54 . houston family magazine . auguast 2015

TO: Pam FROM: Sam SUBJECT: School Vacation Pam, I know you wanted to cement our plans for an August family vacation, and that we have precious little time to make that happen before school starts. But the more I think about it, the more irritated I get. I am frankly frustrated with the school’s policy on students’ missing days. I can count on one hand the number of days I missed throughout my school career, and I honestly don’t feel I’m the better for it. What do students miss, really, especially during those lazy days near the end of school and near breaks where “educational movies” are on the agenda, or busy work is administered just to run down the clock? It’s almost as if the real lesson being taught is, “Just phone it in, kids. You’re not accountable for deliverables, just for showing up.” What a horrible lesson. Why can’t schools build out an annual vacation earning plan with points given to

students per each assignment and with specific goals to be met? Each year, my organization puts together an annual budget and a three-year plan. We have immediate goals and more strategic longer-term goals so we can move in a positive direction--not just stagnate and call 2,000 hours clocked a successful work year. Can you even imagine an organization where success were based on 2,000 hours a year on the clock? Crazy. This clumsy system turns annual vacations into an unpleasant and contrived circus, where families everywhere are desperately crammed through the vacation sausage grinder in 90 days. What a waste of experiences and resources. Resorts have to gouge vacationing families during the 90 days a year the school system paroles our children back to us, and then lay people off and otherwise scramble to temper operational costs the other nine months of the year. It just astonishes me that our education system would be designed around building a capacity-constraint problem. As a firm believer in voting with my dollars, I say we skip the summer vacation this year and instead take a vacation in October. Who knows, if we start a movement maybe it’ll be enough to influence the system. TO: Sam FROM: Pam SUBJECT: School Vacation Hold on, Sam.
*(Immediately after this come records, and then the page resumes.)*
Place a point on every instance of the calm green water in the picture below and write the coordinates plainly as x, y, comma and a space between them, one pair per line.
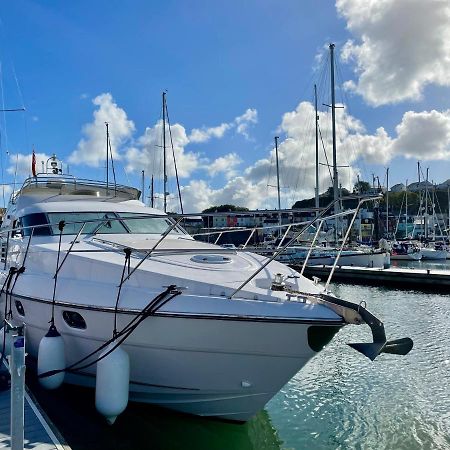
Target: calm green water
340, 400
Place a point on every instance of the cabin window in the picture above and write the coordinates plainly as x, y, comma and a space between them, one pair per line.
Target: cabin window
140, 224
32, 220
19, 308
74, 320
97, 223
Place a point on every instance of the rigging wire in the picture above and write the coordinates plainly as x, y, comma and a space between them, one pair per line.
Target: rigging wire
5, 133
174, 160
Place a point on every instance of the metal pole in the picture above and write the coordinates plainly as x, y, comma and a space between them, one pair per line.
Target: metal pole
387, 203
164, 152
17, 371
317, 151
426, 207
333, 124
278, 180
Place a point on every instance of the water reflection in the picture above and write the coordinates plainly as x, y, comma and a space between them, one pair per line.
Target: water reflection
339, 400
143, 426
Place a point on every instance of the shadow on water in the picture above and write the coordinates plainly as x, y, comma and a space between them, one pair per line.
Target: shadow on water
141, 426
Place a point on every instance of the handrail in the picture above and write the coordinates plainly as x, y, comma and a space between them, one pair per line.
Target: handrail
311, 247
317, 218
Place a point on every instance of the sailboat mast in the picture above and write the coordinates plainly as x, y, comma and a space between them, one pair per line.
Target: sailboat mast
406, 209
107, 158
152, 196
448, 200
387, 202
426, 206
164, 152
317, 150
143, 188
333, 124
278, 181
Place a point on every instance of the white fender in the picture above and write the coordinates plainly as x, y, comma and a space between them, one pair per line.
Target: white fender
112, 383
51, 356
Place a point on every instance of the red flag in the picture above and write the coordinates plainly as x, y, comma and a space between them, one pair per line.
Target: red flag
33, 164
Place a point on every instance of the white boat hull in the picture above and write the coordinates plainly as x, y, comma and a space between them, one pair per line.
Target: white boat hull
228, 368
416, 256
429, 253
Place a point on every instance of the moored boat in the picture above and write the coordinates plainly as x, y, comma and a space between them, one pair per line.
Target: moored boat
208, 330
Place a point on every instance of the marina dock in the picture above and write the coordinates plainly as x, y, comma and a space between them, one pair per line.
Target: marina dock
404, 278
39, 432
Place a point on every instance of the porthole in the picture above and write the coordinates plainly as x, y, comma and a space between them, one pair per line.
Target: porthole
74, 320
19, 308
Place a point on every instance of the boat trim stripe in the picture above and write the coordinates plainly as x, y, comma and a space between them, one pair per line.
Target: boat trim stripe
321, 321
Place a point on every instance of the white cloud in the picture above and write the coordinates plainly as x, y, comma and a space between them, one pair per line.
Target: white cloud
225, 164
424, 135
147, 153
240, 124
199, 135
198, 195
399, 47
91, 148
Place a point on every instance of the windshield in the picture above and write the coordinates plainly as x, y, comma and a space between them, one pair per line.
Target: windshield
139, 223
98, 223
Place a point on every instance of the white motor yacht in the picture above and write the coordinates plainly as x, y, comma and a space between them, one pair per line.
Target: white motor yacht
405, 251
208, 330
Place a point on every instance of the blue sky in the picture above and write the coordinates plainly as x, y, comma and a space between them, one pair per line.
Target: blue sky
237, 73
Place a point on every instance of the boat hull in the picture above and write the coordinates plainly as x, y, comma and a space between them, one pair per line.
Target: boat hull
408, 257
208, 366
433, 254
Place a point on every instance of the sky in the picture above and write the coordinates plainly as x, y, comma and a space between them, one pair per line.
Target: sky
236, 74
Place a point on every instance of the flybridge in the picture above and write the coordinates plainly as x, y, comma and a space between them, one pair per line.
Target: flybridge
48, 185
53, 182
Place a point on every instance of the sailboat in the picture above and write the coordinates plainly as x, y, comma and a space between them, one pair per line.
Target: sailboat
206, 330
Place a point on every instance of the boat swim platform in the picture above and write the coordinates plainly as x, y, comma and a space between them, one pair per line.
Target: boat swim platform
39, 432
404, 278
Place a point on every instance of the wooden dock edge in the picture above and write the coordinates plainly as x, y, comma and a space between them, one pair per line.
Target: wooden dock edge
51, 429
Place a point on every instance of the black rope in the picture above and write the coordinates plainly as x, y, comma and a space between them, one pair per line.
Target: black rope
153, 306
61, 225
12, 271
126, 263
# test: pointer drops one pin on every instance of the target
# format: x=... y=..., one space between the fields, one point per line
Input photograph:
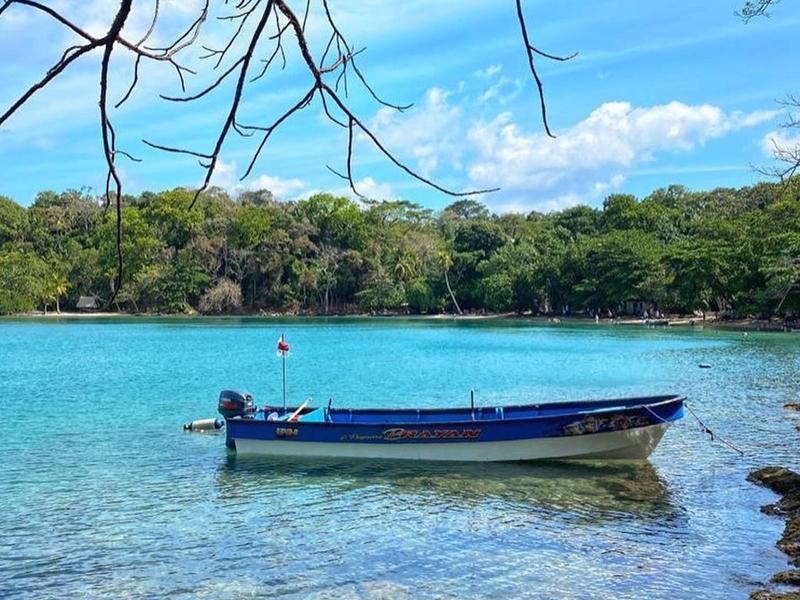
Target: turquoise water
x=102 y=495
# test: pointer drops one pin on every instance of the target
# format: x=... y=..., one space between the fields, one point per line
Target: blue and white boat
x=626 y=428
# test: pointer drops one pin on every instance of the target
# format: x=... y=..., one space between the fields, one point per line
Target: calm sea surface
x=103 y=495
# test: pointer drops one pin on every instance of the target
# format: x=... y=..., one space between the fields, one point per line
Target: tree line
x=675 y=251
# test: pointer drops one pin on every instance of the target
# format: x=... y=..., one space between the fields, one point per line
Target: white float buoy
x=204 y=425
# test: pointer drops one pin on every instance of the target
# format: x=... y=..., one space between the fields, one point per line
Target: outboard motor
x=233 y=403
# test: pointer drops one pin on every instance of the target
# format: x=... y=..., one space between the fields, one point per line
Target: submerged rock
x=767 y=595
x=785 y=482
x=778 y=479
x=787 y=577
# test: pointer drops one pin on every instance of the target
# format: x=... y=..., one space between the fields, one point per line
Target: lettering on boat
x=357 y=437
x=286 y=432
x=400 y=433
x=590 y=424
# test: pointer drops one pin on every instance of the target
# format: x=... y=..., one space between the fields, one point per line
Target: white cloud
x=778 y=139
x=503 y=92
x=225 y=176
x=429 y=132
x=590 y=158
x=488 y=72
x=372 y=189
x=284 y=189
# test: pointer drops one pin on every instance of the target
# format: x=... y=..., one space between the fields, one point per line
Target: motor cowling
x=234 y=403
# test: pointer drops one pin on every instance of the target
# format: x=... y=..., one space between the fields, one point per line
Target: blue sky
x=660 y=93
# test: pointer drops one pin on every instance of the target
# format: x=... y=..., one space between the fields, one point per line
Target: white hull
x=629 y=444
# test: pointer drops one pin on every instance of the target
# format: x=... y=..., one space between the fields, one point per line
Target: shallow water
x=102 y=494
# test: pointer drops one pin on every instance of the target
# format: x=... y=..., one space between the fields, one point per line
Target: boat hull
x=623 y=429
x=631 y=444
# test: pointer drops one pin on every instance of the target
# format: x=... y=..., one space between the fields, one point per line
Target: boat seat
x=315 y=416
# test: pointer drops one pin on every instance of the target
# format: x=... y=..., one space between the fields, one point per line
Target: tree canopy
x=674 y=251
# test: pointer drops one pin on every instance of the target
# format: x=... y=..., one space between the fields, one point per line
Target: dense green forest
x=676 y=251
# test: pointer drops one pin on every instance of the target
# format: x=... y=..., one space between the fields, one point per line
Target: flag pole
x=283 y=364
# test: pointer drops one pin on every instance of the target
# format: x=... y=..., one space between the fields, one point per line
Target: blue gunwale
x=484 y=415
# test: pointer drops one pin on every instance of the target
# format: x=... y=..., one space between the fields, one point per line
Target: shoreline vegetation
x=683 y=321
x=727 y=256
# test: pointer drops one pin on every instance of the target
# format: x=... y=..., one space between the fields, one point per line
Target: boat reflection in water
x=583 y=490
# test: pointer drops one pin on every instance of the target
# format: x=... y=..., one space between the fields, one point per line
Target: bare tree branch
x=337 y=60
x=531 y=50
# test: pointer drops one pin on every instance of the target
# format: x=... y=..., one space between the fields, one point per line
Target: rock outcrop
x=786 y=483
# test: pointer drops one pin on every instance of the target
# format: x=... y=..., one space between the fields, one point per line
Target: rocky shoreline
x=786 y=483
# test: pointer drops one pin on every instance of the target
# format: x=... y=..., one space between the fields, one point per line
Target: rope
x=708 y=430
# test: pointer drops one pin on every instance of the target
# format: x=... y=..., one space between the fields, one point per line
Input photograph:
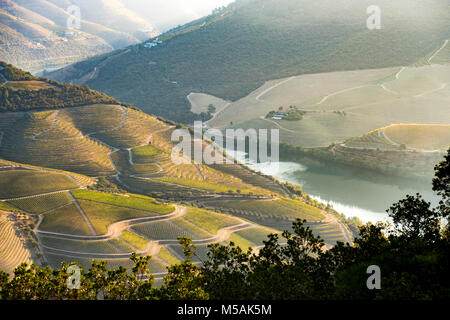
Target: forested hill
x=21 y=91
x=235 y=50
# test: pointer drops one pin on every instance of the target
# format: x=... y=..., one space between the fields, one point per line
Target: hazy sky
x=164 y=14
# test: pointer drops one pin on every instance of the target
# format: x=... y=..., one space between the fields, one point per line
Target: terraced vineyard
x=372 y=140
x=277 y=209
x=22 y=142
x=74 y=222
x=42 y=204
x=12 y=249
x=22 y=183
x=67 y=220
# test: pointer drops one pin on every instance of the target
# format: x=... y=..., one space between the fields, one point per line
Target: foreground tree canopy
x=412 y=254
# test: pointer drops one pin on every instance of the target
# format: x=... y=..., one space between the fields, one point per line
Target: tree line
x=412 y=255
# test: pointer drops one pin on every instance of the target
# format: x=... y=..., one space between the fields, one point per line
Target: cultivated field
x=420 y=136
x=21 y=183
x=12 y=249
x=342 y=105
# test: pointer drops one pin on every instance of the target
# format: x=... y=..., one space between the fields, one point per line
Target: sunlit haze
x=165 y=14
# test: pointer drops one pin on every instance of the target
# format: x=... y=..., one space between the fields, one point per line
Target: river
x=351 y=192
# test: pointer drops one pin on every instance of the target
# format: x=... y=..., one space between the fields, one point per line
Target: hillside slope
x=34 y=34
x=97 y=182
x=234 y=51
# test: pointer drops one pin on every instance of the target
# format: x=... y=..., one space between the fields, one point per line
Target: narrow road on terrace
x=115 y=229
x=329 y=218
x=75 y=202
x=153 y=247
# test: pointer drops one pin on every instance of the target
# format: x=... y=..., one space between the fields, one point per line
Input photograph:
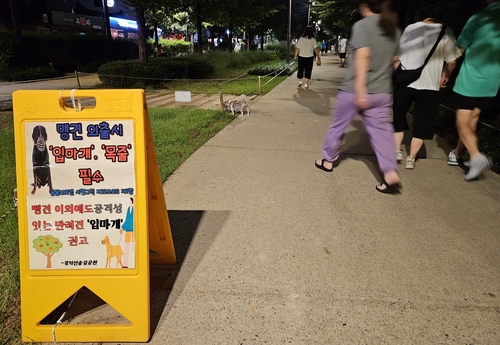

Before I climb on your Peace Train and start a revolution against the establishment, let’s consider the consequences of your vacation protest. First, and most uncomfortable for me (as the parent who gets to bear the news of our mid-term vacation), are the

scalding looks of contempt I will endure from every admin and teacher I notify. This may sound trivial to you, and given it’s a fleeting moment, should not weigh heavily into our plans. But the shame of the moment is nothing short of a Klingon rite of passage, and I’m back in third grade, reporting that the dog ate my homework. I do understand the school’s hostility. They receive funding based on daily attendance. Every family who bounces off on a cruise in September is taking money from the school, making it harder for staff and faculty to maintain or beef up their standards of education. Another consequence, a point that will be firmly delivered to me with pursed lips and a cocked brow, is that these absences will be considered unexcused, meaning our kids will not be given the opportunity to make up missed homework or even tests. Apparently, teachers are reluctant to add to their already hefty workloads by having to stay on top of last week’s assignments for kids who spent that week careening down a waterslide in Jamaica. Finally, a consideration I’m surprised to hear you overlook: the value of learning time. Kids aren’t showing up to school to serve drinks pool-side to teachers. Students’ presence in school benefits only them, and their absence hurts only them. Sure, the kids will have a great time on vacation, but soon after they’ll be fretting about how far behind they’ve fallen. I’m the first to say that there’s no better teacher than travel. But given the consequences, I suggest we just throw some swimsuits and fresh underwear in an overnight bag, hop in car, and see wherethe road takes us.